It also it just a good motivational read (I imagine especially so if you are on leave, or just returned to work!) that you are not alone, and other moms are having similar struggles. There are also a couple funny horror stories that put your own work-related issues into perspective. And part of her approach is just to help you make peace with your situation and the choices offered to you.
There are some parts that are overwhelming or not a good fit. There is a strange section on skincare that felt a little too women's magazine to me (though the author was the editor of Glamour). A couple of the stories or interviews seemed a little shoe-horned in as a tip towards diversity, but their inclusion is better than not having working-class mother's voices heard at all.

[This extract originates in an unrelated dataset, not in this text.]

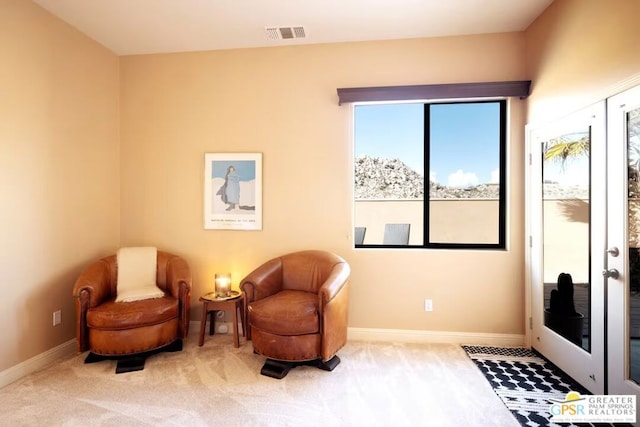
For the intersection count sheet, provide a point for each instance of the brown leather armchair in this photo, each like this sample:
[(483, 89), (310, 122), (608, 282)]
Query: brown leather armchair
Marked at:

One of the best parts is her championing of the next generation of working moms. That being present and vocal about working while managing a baby/family, and the challenges that come along with it, pave the way for better situations for those who follow us. If there is one lasting lesson from the book, it is don't be ashamed for being a mother. Certainly something we all occasionally need reminding of in the office.
Some of my favorite parts of the book included:
(1) The checklist on how to pick a childcare provider and how to decide whether to go with a nanny or a daycare, based on your emotional needs and the logistics of your everyday life, rather than just on what the caregiver or center ostensibly provides.
(2) I found the practical tips on how to look well-rested (even when you're not) — I learned a few new tricks about how to get ready in under 5 minutes in the morning.
(3) The emotionally relevant and most important question: ask your friends not if you "look like yourself," but if you "seem like yourself," because the transition to becoming a working mother is such a huge, huge thing, and it's important we stay attuned not just to our physical selves, but our overall well-being.
In all, highly recommend this and have sent this to many of my friends who are becoming parents for the first time!
I would also STRONGLY recommend it if you are thinking about starting a family or even well after you feel you have mastered "work-life" balance.